PSPG 245B: Requirements

It is important that you have the following installed on your computer before the workshop:
- R > 4.0
  - Note in Windows, please also install RTools: link
- Rstudio
  The following R packages
  
  Bioinformatics and Genomics
  1. cBioPortalData ~~cgdsr~~: An API interface to the Cancer Genomics Data Server (CGDS) which provides functions for accessing and retrieving data from the CGDS.
  2. clusterProfiler: Statistical analysis and visualization of functional profiles for genes and gene clusters.
  3. DOSE: package for Disease Ontology Semantic and Enrichment analysis.
  4. org.Hs.eg.db: Genome wide annotation for Human, primarily based on mapping using Entrez Gene identifiers.

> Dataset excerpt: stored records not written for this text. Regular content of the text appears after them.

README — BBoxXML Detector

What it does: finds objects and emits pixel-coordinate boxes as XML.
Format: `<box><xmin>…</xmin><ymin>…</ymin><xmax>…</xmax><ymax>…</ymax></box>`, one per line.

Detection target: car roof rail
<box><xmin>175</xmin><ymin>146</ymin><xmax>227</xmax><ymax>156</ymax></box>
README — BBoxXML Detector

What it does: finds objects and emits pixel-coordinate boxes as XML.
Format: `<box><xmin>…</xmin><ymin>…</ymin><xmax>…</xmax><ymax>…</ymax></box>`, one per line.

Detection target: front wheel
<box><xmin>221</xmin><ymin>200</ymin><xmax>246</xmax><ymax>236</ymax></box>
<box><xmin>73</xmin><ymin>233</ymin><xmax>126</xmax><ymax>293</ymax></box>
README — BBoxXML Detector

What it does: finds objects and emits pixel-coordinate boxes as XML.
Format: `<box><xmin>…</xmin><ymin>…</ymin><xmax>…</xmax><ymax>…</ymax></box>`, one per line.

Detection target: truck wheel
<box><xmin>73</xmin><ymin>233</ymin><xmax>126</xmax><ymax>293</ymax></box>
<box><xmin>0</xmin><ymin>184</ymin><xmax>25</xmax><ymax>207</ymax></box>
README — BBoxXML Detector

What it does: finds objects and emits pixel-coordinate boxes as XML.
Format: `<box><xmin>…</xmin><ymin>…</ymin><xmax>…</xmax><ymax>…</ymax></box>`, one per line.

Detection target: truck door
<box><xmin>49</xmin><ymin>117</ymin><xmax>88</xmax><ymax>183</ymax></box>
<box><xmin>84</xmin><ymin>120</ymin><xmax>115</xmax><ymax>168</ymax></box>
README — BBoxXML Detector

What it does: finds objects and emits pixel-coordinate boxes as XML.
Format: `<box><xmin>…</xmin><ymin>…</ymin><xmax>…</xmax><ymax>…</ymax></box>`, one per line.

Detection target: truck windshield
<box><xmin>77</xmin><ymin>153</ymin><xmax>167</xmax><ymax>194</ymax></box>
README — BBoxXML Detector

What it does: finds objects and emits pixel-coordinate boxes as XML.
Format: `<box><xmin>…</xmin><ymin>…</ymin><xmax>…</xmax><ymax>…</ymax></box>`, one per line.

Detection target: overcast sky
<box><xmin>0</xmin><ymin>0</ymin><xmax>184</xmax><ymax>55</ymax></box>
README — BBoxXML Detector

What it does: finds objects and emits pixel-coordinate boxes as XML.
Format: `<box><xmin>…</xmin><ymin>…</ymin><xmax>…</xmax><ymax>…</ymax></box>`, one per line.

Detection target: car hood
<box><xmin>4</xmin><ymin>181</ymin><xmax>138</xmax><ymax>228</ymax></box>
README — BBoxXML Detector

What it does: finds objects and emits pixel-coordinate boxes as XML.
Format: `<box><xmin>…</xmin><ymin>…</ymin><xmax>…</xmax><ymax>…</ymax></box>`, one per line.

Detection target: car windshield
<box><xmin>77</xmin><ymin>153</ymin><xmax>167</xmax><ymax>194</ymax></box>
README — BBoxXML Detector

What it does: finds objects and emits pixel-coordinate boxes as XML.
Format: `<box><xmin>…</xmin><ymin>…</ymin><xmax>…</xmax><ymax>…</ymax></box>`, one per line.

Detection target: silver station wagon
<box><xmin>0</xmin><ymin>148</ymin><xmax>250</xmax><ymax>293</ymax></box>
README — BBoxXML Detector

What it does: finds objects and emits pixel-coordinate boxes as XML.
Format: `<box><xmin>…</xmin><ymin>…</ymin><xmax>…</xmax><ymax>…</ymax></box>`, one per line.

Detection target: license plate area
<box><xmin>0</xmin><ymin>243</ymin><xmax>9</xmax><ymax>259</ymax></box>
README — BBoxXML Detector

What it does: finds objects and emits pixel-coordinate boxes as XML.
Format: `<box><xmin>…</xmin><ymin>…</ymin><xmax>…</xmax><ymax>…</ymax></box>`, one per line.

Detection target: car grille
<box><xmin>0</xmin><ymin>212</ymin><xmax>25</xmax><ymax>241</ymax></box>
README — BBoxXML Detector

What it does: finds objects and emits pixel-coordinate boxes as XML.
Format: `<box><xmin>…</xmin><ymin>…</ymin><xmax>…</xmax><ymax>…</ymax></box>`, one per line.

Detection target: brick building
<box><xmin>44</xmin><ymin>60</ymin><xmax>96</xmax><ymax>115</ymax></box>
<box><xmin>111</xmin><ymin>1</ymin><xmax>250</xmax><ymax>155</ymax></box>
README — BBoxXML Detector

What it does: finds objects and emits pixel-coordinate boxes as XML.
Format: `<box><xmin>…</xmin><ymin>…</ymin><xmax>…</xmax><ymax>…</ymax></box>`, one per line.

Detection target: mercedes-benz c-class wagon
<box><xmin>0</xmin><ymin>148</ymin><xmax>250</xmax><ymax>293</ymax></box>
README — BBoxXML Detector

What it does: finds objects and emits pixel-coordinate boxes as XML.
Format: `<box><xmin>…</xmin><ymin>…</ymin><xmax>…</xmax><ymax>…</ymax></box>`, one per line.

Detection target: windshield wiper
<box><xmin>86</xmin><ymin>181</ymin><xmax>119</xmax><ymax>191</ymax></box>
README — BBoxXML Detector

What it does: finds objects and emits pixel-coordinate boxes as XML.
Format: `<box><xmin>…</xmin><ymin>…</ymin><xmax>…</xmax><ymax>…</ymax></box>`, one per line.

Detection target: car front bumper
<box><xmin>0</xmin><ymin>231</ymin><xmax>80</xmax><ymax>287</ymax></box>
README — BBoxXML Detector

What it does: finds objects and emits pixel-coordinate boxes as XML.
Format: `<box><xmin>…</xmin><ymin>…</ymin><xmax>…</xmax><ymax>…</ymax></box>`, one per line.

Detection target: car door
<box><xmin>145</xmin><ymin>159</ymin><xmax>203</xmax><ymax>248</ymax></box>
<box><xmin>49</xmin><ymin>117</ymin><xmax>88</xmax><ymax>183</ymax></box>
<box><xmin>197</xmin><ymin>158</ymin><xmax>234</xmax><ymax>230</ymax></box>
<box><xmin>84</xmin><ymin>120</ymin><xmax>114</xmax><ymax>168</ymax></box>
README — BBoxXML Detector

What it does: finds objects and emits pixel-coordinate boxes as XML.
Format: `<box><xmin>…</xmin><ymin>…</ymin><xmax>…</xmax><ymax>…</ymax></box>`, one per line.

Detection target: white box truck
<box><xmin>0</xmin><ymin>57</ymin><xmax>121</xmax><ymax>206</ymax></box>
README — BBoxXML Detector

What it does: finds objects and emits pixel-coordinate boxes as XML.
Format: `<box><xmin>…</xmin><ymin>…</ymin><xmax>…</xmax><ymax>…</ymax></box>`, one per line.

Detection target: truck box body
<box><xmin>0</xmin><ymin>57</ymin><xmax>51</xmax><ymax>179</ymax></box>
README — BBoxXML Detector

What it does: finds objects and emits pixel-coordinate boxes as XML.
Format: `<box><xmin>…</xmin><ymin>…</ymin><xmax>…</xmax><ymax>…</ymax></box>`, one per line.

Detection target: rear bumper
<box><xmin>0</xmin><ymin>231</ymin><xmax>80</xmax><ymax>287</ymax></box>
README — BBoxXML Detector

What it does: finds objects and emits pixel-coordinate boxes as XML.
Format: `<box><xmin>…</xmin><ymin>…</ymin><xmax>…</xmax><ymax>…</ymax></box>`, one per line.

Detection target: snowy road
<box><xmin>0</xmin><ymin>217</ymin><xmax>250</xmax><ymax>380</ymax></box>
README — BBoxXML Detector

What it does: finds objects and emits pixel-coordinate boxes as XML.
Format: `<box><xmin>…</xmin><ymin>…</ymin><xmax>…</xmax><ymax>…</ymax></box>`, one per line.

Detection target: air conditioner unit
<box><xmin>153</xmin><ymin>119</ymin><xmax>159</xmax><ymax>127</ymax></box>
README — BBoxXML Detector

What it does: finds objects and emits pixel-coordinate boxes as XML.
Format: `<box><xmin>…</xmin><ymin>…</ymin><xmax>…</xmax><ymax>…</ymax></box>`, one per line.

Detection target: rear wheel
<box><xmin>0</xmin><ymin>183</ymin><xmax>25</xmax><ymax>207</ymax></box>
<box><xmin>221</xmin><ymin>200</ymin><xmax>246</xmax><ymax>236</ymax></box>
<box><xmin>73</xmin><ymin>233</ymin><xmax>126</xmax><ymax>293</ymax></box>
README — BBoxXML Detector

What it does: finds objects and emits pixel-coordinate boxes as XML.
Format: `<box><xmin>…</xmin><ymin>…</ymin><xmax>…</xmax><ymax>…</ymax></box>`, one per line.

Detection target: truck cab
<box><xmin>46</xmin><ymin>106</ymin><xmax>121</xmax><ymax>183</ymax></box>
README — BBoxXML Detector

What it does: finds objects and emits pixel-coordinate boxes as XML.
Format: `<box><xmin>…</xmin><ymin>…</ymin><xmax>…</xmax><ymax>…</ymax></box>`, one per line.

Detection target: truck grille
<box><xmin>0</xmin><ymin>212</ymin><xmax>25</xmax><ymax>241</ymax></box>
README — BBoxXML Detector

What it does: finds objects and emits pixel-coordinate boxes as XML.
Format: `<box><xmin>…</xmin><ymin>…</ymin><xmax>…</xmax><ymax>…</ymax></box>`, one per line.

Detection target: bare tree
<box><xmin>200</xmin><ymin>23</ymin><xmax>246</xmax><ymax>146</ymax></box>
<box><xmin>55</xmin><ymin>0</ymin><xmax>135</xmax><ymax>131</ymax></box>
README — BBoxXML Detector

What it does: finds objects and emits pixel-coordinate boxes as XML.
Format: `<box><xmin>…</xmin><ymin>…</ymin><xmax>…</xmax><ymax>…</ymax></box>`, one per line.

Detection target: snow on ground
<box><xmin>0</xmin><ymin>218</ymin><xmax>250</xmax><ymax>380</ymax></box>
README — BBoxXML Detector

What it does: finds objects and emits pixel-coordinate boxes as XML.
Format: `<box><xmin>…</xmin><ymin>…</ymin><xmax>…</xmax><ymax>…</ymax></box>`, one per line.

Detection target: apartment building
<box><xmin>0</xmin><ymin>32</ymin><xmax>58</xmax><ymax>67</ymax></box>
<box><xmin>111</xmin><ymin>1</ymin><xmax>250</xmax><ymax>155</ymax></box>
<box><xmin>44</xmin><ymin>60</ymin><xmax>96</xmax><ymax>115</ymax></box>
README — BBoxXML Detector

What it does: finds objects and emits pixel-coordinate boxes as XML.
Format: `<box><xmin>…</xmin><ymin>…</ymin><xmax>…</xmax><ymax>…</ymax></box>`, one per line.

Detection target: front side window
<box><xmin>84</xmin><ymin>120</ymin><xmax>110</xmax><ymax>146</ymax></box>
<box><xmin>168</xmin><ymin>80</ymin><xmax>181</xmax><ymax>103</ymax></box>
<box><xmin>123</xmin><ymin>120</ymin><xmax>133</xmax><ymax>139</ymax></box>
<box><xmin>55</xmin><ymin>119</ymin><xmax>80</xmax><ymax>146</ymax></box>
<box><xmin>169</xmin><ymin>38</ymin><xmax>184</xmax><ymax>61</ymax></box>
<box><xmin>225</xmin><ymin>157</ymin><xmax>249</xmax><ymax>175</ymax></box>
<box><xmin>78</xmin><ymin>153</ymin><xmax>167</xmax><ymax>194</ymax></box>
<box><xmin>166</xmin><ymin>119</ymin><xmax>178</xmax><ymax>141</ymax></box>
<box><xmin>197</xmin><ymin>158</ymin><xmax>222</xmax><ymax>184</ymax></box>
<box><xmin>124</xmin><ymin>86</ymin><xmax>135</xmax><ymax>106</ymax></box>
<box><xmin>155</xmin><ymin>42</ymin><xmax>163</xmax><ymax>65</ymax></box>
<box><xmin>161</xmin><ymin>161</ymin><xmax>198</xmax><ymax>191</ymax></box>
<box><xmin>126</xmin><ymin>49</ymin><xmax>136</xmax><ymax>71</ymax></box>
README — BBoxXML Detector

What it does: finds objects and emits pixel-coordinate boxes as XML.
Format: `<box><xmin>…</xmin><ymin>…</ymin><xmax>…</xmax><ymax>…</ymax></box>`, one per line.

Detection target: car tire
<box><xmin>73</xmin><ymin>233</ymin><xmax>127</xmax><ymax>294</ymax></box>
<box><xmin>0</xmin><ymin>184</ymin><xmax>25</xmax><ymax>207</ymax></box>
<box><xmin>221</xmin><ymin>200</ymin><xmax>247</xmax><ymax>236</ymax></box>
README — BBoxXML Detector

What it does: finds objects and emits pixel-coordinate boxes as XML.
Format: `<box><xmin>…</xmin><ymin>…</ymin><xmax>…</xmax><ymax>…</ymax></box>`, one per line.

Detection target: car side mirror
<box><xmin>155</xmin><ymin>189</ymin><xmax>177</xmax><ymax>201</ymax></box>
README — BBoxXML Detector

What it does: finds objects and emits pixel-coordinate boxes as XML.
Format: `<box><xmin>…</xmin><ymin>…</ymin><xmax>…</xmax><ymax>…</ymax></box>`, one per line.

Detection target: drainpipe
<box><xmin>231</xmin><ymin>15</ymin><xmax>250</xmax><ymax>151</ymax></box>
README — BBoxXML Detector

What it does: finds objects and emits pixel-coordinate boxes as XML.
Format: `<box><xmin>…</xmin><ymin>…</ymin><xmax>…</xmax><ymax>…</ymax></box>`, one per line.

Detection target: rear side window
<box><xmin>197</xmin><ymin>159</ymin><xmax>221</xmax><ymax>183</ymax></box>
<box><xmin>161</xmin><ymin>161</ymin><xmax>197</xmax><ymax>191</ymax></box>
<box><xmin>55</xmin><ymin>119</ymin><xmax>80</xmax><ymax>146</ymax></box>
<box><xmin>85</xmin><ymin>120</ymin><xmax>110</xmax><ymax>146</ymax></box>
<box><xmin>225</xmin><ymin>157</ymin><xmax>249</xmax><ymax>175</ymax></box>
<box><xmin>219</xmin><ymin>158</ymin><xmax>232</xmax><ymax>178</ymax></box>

  5. qpcR: functions for qPCR.
  Data Visualization
  1. ggplot2: creating graphics, based on The Grammar of Graphics.
  2. VennDiagram: Generates Venn and Euler plots.
  3. gridExtra: Provides functions to arrange multiple grid-based plots on a page.
  4. ggrepel: Provides geoms for ggplot2 to repel overlapping text labels.
  5. ggpubr: 'ggplot2' Based Publication Ready Plots.
  Data Manipulation and Analysis
  1. dplyr: Provides functions for the most common data manipulation.
  2. reshape2: Reshaping data.
  3. DT: Provides an interface to the JavaScript library DataTables to display R data as interactive HTML tables.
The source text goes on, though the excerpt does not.